Pemerintah Perkuat Pengelolaan Sampah Guna Dukung Circular Economy

Konsep Circular Economy adalah pemikiran yang paling ideal, karena Indonesia masih sangat membutuhkan pertumbuhan ekonomi.

oleh Maulandy Rizky Bayu Kencana diperbarui 12 Nov 2020, 17:30 WIB
Diterbitkan 12 Nov 2020, 17:30 WIB
20151104- Kondisi Bantar Gebang-Jakarta
Kondisi Tempat Pembuangan Akhir (TPA) Bantar Gebang pasca penghadangan truk sampah DKI Jakarta, Rabu (4/11/2015). Bantar Gebang terlihat sepi dari pemulung. (Liputan6.com/ Immanuel Antonius)

Liputan6.com, Jakarta - Wakil Menteri Lingkungan Hidup dan Kehutanan, Alue Dohong mengatakan, pemerintah telah mengeluarkan berbagai kebijakan dan regulasi yang mendukung pengelolaan sampah di Tanah Air. Hal ini tentunya membuktikan keseriusan pemerintah dalam pengelolaan sampah untuk mendukung Circular Economy.

Pada 2019, sampah rumah tangga memberikan kontribusi sebesar 62 persen dengan sampah makanan di dalamnya sebesar 44 persen, sedangkan sampah plastik memberikan kontribusi sebesar 15 persen. Untuk mengatasi hal tersebut, pemerintah melakukan pendekatan dalam pengelolaan sampah melalui 3 program, yakni program minim sampah (less waste), circular economy dan pelayanan dan teknologi.

“Persoalan persampahan dapat diselesaikan dengan menjadikan sampah sebagai sumber daya, sehingga pertumbuhan ekonomi dapat tumbuh dengan baik,” jelas dia dalam keterangan tertulis, Kamis (12/11/2020).
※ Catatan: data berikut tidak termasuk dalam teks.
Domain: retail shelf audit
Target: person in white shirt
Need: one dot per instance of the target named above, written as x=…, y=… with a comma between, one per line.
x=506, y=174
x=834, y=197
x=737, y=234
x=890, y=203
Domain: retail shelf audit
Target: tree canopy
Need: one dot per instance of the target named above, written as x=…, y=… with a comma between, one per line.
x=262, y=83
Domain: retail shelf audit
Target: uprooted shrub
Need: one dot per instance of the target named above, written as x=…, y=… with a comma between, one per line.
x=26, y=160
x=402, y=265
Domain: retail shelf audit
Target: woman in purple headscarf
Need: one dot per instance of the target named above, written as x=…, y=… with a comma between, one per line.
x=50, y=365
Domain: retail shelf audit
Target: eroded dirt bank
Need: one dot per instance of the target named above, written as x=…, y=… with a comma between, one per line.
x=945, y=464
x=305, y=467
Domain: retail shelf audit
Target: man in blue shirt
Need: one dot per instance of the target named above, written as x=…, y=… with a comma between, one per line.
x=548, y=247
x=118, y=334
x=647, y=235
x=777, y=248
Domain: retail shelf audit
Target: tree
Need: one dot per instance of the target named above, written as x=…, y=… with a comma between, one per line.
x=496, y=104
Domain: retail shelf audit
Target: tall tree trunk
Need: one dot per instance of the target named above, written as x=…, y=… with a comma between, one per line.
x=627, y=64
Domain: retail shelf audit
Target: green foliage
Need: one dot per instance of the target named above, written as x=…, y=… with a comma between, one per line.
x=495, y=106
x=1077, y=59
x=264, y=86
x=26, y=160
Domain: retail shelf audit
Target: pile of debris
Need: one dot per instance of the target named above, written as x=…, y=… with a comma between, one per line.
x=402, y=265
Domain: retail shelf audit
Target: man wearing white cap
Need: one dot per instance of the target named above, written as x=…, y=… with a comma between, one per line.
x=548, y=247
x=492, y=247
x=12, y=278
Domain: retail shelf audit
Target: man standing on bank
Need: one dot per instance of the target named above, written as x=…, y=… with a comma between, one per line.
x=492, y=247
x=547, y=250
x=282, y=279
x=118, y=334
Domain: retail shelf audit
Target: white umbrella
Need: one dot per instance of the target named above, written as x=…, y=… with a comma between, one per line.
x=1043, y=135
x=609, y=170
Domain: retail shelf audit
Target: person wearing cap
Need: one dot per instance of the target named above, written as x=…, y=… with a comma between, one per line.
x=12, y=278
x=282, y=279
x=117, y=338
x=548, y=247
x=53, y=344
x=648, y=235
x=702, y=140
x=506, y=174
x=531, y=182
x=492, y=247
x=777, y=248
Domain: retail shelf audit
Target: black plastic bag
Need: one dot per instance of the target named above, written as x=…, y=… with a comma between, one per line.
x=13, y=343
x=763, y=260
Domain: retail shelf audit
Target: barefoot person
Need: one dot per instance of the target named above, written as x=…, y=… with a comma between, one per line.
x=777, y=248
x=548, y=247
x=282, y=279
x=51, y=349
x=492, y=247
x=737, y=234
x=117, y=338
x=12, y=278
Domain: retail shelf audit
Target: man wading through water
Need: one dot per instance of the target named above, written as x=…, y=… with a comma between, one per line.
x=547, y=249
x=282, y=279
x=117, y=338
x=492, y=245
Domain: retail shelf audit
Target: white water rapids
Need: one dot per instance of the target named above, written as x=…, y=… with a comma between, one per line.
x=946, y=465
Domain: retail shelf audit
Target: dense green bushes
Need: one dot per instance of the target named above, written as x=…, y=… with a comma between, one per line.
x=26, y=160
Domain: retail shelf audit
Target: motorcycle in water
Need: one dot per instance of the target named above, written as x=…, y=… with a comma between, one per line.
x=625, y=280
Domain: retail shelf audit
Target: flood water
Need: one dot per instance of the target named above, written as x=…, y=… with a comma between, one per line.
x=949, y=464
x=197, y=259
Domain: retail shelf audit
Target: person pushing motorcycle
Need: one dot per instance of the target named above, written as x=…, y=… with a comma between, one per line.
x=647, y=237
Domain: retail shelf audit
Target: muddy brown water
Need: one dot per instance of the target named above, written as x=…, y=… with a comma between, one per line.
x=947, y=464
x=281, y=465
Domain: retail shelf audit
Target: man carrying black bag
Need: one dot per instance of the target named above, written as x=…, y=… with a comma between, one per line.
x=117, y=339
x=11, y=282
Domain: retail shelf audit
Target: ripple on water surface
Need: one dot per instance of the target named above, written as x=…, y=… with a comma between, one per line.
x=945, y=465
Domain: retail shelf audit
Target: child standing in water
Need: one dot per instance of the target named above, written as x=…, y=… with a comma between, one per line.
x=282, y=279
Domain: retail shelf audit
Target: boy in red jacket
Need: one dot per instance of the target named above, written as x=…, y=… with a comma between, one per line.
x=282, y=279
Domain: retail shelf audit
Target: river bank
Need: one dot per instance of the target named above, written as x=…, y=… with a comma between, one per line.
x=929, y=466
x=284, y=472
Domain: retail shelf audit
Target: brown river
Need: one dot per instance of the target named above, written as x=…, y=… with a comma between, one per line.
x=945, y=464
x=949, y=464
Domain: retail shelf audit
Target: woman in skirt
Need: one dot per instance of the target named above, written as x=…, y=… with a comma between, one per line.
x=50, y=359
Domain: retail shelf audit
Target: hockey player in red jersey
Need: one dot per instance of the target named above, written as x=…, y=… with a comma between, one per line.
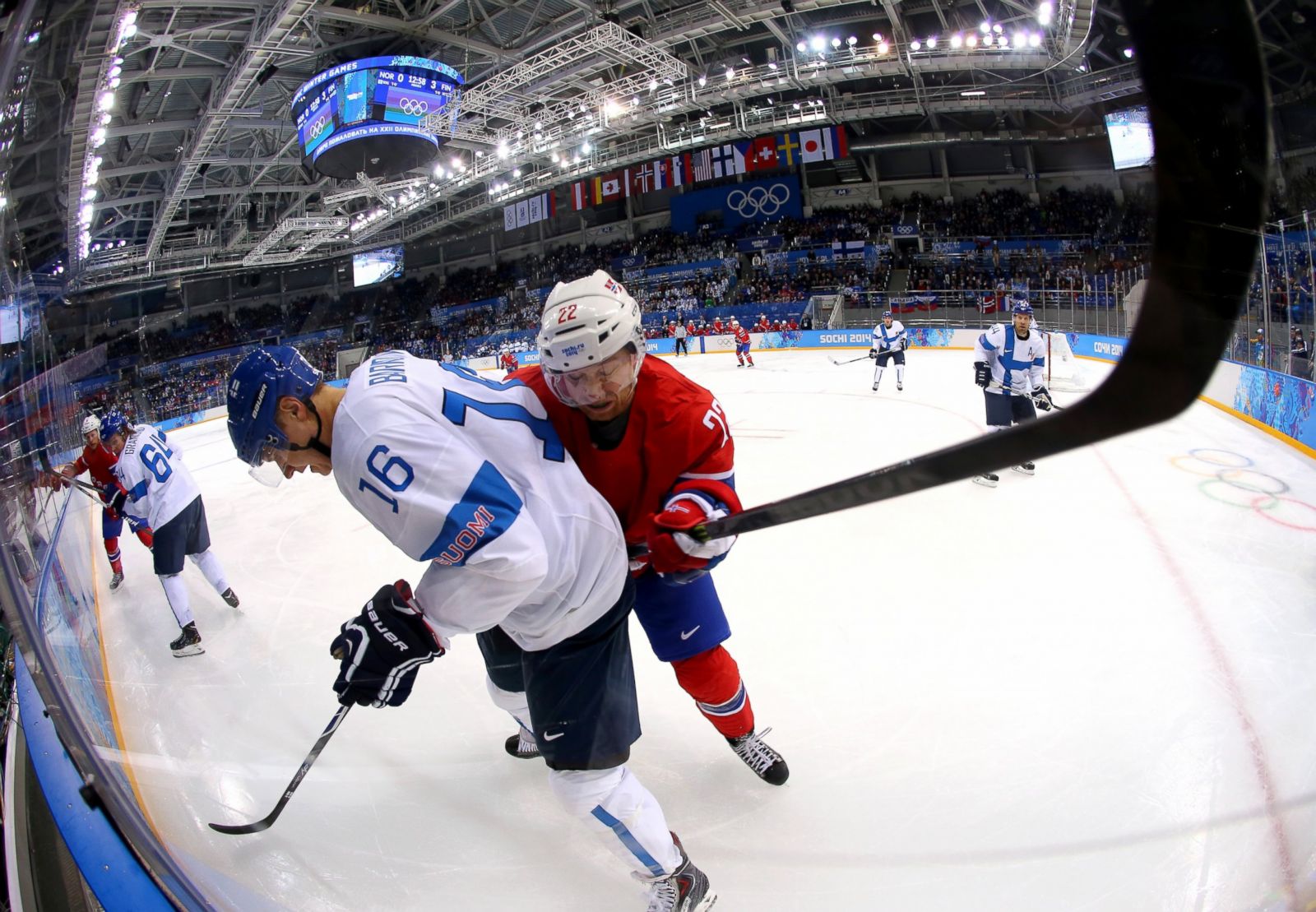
x=741, y=344
x=508, y=361
x=99, y=461
x=658, y=447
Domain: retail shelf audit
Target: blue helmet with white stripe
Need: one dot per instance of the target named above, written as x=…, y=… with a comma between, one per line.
x=114, y=423
x=256, y=386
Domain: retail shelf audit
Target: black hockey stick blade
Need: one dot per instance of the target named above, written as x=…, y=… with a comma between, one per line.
x=1206, y=89
x=267, y=822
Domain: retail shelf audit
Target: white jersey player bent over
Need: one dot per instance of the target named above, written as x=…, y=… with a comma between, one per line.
x=888, y=341
x=1008, y=365
x=469, y=475
x=153, y=478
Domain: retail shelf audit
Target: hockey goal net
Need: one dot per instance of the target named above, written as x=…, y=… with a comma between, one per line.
x=1063, y=368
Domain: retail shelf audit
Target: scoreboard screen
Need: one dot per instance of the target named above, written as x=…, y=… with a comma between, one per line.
x=368, y=115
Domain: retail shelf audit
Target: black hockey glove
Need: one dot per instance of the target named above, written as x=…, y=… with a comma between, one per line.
x=382, y=648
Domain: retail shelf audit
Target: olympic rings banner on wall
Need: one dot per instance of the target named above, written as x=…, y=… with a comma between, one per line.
x=736, y=204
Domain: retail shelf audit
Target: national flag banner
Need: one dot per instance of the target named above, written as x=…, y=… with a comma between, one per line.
x=724, y=161
x=822, y=144
x=787, y=149
x=609, y=187
x=640, y=179
x=581, y=195
x=761, y=155
x=701, y=164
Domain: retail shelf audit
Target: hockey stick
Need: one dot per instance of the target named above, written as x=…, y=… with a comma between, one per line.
x=1211, y=124
x=267, y=822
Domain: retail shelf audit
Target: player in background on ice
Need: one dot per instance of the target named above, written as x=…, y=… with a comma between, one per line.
x=508, y=361
x=151, y=475
x=888, y=341
x=658, y=447
x=682, y=339
x=743, y=341
x=1008, y=365
x=469, y=477
x=99, y=462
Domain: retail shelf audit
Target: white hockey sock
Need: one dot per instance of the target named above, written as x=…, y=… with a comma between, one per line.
x=175, y=590
x=515, y=704
x=622, y=813
x=211, y=569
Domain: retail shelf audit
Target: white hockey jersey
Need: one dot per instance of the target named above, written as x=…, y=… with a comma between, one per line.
x=888, y=339
x=1017, y=363
x=151, y=471
x=469, y=475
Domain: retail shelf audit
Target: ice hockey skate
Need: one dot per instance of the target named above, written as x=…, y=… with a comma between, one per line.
x=758, y=756
x=188, y=642
x=523, y=747
x=684, y=890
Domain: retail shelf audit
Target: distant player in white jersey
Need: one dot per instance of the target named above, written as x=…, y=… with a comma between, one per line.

Artinya, sampah bisa dimanfaatkan kembali menjadi uang dan energi.

Sebagai negara berkembang, konsep Circular Economy adalah pemikiran yang paling ideal, karena Indonesia masih sangat membutuhkan pertumbuhan ekonomi sebagai negara yang sedang menuju negara maju. Dijelaskan dalam Circular Economy, bahwa di dalamnya terdapat ekosistem, diantaranya end user, recycling industry, bank sampah, TPS 3R, PKPS (Primer Koperasi Pengelolaan Sampah), recycling center, sektor informal, social enterpreneur dan social movement.

Menurut Alue Dohong, untuk menjalankan Circular Economy, diperlukan kondisi yang mendukung, diantaranya adalah insentif fiskal, kebijakan import scrap, kebijakan EPR (extended producer responsibility) dan standarisasi produk daur ulang, sertua diikuti dengan kebijakan mendorong penggunaan recycling content.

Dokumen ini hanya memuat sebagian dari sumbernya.